As a teen-ager in the late ’60s, I "went with" a black girl in high school. Her name was Barbara, and it only lasted a few weeks.

At first I just followed her around until she noticed me. Then we talked on and off, and held hands once or twice. At the time, I was doing everything I could think of "against the establishment," and this was simply another way to proclaim my independence and spit in the face of convention.

It didn’t really mean much to her, nor I, and I doubt if she would even remember it today.

What strikes me about all these experiences of childhood, and as an adult, is that I, as a white man, have always had the choice of when and how I interact with or befriend people of color and deal with race.

Sometimes I have done so when it fulfills a need, is convenient, gives me a sense of having "helped" someone or fits my self-image of being an accepting, understanding person.

When I interviewed Lee Mun Wah, a well-known facilitator and videographer, for my book on transforming grief for social good, he said, "We don’t take the time to really look, to really experience.

"The American Indians are right when they say, ‘You want my customs, my rituals and my land, but you don’t want me.’

"What we do is, we use people and cultures.
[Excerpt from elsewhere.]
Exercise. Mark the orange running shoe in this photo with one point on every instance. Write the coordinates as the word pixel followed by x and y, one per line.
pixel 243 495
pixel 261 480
We use them when it’s convenient — for a service, for artifacts.

"Rarely do we take the time to understand how we relate to each other."

At times, I too have not really looked or listened. I have put people in boxes and preconceived, easily digestible categories that make life comfortable and lead me to believe that "everything is so much better nowadays than it used to be."

And maybe it is, in some respects. But it shouldn’t stop me from looking honestly at myself and not minimizing or candy-coating their experience out of my own need for security.

In "Notes of a Native Son" (1953), James Baldwin wrote, "The black man insists that the white man cease to regard him as an exotic rarity and recognize him as a human being. This is a very charged and difficult moment, for there is a great deal of will power involved in the white man’s naiveté.

"Most people are not naturally reflective any more than they are naturally malicious, and the white man prefers to keep the black man at a certain human remove because it is easier for him thus to preserve his simplicity."

I wish things were simple. I wish just talking about race and prejudice were simple. I wish everybody was treated equally and had the same opportunities, but we’re not.

The best I can do is not be afraid to look at myself and the person in front of me without looking through rose-colored glasses and tell the truth as I see it inside and out.

Gabriel Constans is a counselor in the Center for Grief and Loss in the Hospice Caring Project of Santa Cruz County, located in Aptos.